NAVLE Gastrointestinal and Digestive

Camelidae and Cervidae Atresia Ani – NAVLE Study Guide

Atresia ani (imperforate anus) is a congenital developmental defect characterized by the absence or incomplete formation of the anal opening.

Overview and Clinical Importance

Atresia ani (imperforate anus) is a congenital developmental defect characterized by the absence or incomplete formation of the anal opening. This condition occurs when the dorsal membrane separating the rectum and anus fails to rupture during embryological development. In camelids (llamas and alpacas), atresia ani represents the most common intestinal segmental atresia, while in cervids (deer), the condition occurs but is less frequently documented due to rapid disappearance of affected individuals from wild populations.

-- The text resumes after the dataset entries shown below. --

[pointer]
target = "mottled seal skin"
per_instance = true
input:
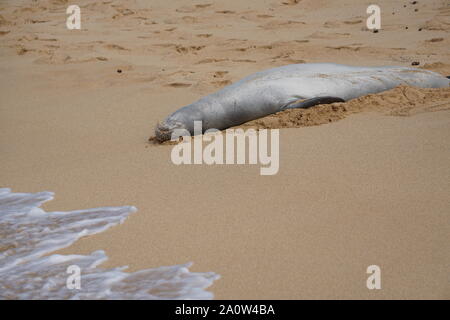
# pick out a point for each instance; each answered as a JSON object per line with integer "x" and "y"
{"x": 274, "y": 90}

The condition is particularly significant in camelids due to their historically narrow gene pool, which has resulted in a relatively higher incidence of congenital defects compared to other domestic species. Affected animals commonly present with multiple concurrent defects, making thorough examination essential before surgical intervention.

Type Description Clinical Features Prognosis
Type I Anal stenosis - narrowed but present anal opening Constipation, straining, thin fecal streams; external sphincter present Good - balloon dilation or simple surgical correction
Type II Imperforate anus with rectum ending less than 1 cm from skin No anal opening; anal dimple present; sphincter and anal sacs usually present Good - anoplasty with high success rate
Type III Imperforate anus with rectum terminating greater than or equal to 1 cm from skin No anal dimple; may lack external sphincter, anal sacs, or tail Guarded to Poor - complex surgery; fecal incontinence likely
Type IV Normal anus and terminal rectum, but proximal rectum ends blindly with fistula Females: rectovaginal fistula common; feces pass via vulva; Males: urethral/bladder fistula Guarded - requires fistula repair and anoplasty

Embryological Development and Pathogenesis

Understanding the embryological basis of atresia ani is essential for the NAVLE. The cloaca is a common endoderm-lined cavity present during early embryonic development that later divides into separate gastrointestinal and urogenital compartments.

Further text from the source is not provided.